La plupart des dossiers d'appel d'offres sont ouverts dans le même ordre. Les plans d'abord, parce que ce sont les travaux. Puis le devis, parce que c'est là que les travaux sont définis. Les instructions aux soumissionnaires se lisent quelque part vers la fin, souvent par la personne qui monte l'enveloppe.
Cet ordre est à l'envers. Les plans disent en quoi consistent les travaux. Les instructions aux soumissionnaires disent si votre soumission sera seulement ouverte, et toutes les règles capables de mettre fin à votre participation se trouvent dans ce seul document.
Ce que le document encadre réellement
Les instructions aux soumissionnaires constituent le contrat de procédure du processus de soumission lui-même. Elles ne portent pas sur les travaux. Elles portent sur qui peut soumissionner, ce qui doit être déposé, sous quelle forme, pour quand, et ce qui arrive quand l'un de ces éléments cloche.
C'est aussi un document court — une fraction de la longueur des sections techniques — et c'est la seule partie du dossier que lit la personne qui décide de vous rejeter ou non.
1. Qui est admissible, et qui peut signer
Les clauses d'admissibilité sont celles qui mettent fin à une soumission avant qu'elle commence. Licence RBQ dans la bonne sous-catégorie, autorisation de l'AMP quand le contrat l'exige, inscription au registre des entreprises, règles sur les consortiums, et limites sur le nombre de soumissions qu'une même entité peut déposer.
L'autorité de signature est la moitié plus discrète. Le document nomme habituellement qui peut lier l'entreprise, et un formulaire signé par un chargé de projet là où un dirigeant était exigé est un vice qu'aucun prix concurrentiel ne répare.
2. Les modalités de dépôt
Format, support, structure des enveloppes, nommage des fichiers, séparation ou non du prix et de l'offre technique, et traitement d'un téléversement tardif par le portail. Cela se lit comme du secrétariat et s'applique de façon absolue.
Le détail à trouver tôt, c'est la définition de « à temps ». Certains donneurs d'ouvrage considèrent une soumission reçue quand le téléversement se termine ; d'autres quand il commence. Pour un gros fichier sur une connexion lente à 14 h 58 pour une clôture à 15 h, les deux définitions ne donnent pas le même résultat.
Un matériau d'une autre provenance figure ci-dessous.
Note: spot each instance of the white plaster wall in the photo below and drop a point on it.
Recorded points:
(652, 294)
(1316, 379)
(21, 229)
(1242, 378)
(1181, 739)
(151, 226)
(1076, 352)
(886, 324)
3. Le régime des questions et des addendas
Deux dates comptent ici, et elles coïncident rarement : le dernier jour où vous pouvez poser une question, et le dernier jour où le donneur d'ouvrage peut émettre un addenda. L'écart entre les deux est une fenêtre où la portée peut changer sans que vous puissiez encore la questionner.
Le document précise aussi comment les addendas doivent faire l'objet d'un accusé de réception, et c'est généralement là que se trouvent le formulaire précis et l'exigence de les nommer par numéro. Lisez-le à cet endroit plutôt que de le découvrir dans le quatrième addenda.
4. Ce que le donneur d'ouvrage a défini comme non conforme
La plupart des instructions aux soumissionnaires distinguent les vices qui entraînent obligatoirement le rejet de ceux que le donneur d'ouvrage peut considérer comme des irrégularités mineures. Cette distinction est écrite, et elle mérite une lecture attentive : elle vous dit exactement où se situe le plancher.
Ne traitez pas une irrégularité mineure comme sans conséquence. Le texte dit que le donneur d'ouvrage a le droit de passer outre, pas qu'il le fera.
5. Ce que le donneur d'ouvrage se réserve
La clause de réserve se trouve habituellement à la fin du document et c'est la moins lue. Elle réserve couramment le droit de rejeter toutes les soumissions, de négocier avec le plus bas soumissionnaire, d'octroyer par lots, d'annuler sans motif et de retenir autre chose que le plus bas prix.
Rien de tout cela n'est inhabituel. Cela compte parce que le texte vous dit dans quel type de concours vous êtes réellement entré. Un appel d'offres qui se réserve l'octroi par lots pose un problème de soumission différent d'un autre, et c'est connaissable dès le premier jour.
Lisez-les en premier
L'argument pour lire les instructions aux soumissionnaires avant les plans n'est pas qu'elles sont plus intéressantes. C'est qu'elles constituent le seul document du dossier capable de vous disqualifier, et le moins coûteux à lire.
Vingt minutes passées là le premier jour vous disent si l'entreprise est admissible, si l'échéancier est réaliste, ce que le dépôt exige vraiment et où se trouvent les règles de rejet. Tout cela change la façon dont les trois prochaines semaines seront occupées, et rien de tout cela ne se lit dans les plans.
Les travaux sont ce pour quoi vous serez payé. Les instructions aux soumissionnaires sont ce à quoi vous devez survivre pour vous y rendre.